The study, published in the August issue of Environmental Science & Technology, said that in the long run, the global temperature increase from a car trip will be on average higher than from a plane journey for the same distance.

"Car travel emits more carbon dioxide than air travel per passenger mile. As carbon dioxide remains in the atmosphere longer than the other gases, cars have a more harmful impact on climate change in the long term," said Kleefeld from the International Institute for Applied Systems Analysis in Austria.

However, in the short run, traveling by air has a larger adverse impact on climate because airplanes only affect short-lived warming processes at high altitudes.

In the first years after the journey, air travel increases global temperatures four times more than car travel. Passenger trains and buses cause four to five times less impact than automobile travel for every mile a passenger travels, according to the study.

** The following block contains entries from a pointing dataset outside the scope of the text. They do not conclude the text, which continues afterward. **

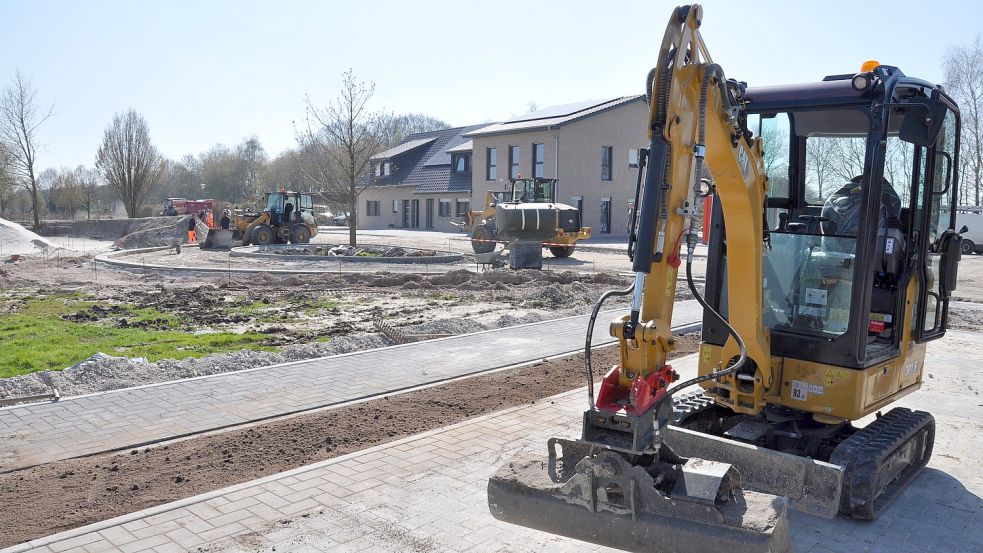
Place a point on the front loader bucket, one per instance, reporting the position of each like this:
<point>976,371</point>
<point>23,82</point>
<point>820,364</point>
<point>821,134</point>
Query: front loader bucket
<point>609,502</point>
<point>811,486</point>
<point>218,239</point>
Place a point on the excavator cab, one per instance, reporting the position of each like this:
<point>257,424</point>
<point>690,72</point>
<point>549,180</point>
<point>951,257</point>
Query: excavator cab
<point>859,181</point>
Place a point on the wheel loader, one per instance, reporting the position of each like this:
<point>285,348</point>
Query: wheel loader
<point>821,295</point>
<point>526,210</point>
<point>286,217</point>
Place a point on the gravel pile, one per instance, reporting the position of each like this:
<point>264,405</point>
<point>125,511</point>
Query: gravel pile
<point>112,373</point>
<point>17,240</point>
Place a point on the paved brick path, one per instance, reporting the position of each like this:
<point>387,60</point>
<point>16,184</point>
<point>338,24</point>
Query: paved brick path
<point>44,432</point>
<point>427,492</point>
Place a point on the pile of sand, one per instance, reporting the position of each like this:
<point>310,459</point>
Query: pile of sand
<point>17,240</point>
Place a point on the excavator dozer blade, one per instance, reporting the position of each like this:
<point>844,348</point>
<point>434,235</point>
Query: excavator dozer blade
<point>609,502</point>
<point>218,239</point>
<point>811,486</point>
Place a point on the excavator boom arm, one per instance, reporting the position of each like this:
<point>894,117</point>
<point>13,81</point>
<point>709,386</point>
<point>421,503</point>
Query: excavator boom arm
<point>695,128</point>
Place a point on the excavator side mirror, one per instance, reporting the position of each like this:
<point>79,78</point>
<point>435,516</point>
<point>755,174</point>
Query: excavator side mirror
<point>922,122</point>
<point>950,247</point>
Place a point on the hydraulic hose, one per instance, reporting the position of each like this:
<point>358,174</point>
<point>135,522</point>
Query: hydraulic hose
<point>590,335</point>
<point>741,360</point>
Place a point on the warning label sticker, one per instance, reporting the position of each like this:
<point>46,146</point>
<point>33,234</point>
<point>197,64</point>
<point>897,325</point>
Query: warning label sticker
<point>816,296</point>
<point>800,390</point>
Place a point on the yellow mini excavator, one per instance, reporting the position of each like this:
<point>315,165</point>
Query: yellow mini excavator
<point>832,257</point>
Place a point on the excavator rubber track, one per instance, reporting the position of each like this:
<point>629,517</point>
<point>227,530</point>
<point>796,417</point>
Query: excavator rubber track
<point>881,459</point>
<point>864,473</point>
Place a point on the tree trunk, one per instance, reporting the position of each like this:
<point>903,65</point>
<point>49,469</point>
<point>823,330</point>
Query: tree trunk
<point>35,204</point>
<point>353,221</point>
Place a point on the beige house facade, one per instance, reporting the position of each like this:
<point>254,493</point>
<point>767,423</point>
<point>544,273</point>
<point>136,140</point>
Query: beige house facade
<point>422,183</point>
<point>591,149</point>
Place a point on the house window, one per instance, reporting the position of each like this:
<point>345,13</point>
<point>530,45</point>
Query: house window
<point>491,169</point>
<point>445,208</point>
<point>607,152</point>
<point>538,153</point>
<point>459,163</point>
<point>605,215</point>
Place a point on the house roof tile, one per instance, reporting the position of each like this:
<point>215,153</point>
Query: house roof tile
<point>554,116</point>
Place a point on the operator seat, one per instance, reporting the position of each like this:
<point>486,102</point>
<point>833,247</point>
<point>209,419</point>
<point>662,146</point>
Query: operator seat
<point>842,218</point>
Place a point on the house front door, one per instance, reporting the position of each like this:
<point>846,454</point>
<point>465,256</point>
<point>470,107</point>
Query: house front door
<point>605,215</point>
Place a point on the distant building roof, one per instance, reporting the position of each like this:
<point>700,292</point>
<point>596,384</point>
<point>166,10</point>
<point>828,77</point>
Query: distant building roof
<point>403,147</point>
<point>462,148</point>
<point>423,160</point>
<point>554,116</point>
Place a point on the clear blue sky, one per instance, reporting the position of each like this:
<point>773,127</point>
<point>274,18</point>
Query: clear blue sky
<point>210,72</point>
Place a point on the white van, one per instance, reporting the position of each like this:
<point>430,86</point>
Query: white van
<point>970,217</point>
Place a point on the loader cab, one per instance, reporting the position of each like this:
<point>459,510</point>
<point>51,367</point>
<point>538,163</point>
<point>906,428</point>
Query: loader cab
<point>859,226</point>
<point>537,190</point>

"As planes fly at high altitudes, their impact on ozone and clouds is disproportionately high, though short lived. Although the exact magnitude is uncertain, the net effect is a strong, short-term temperature increase," said Dr. Jens Borken-Kleefeld, lead author of the study.

To determine the impact of different means of transport, the researchers use, for the first time, a suite of climate chemistry models to monitor the climate effects of all long- and short-lived gases, aerosols and cloud effects, not just carbon dioxide, resulting from transport worldwide.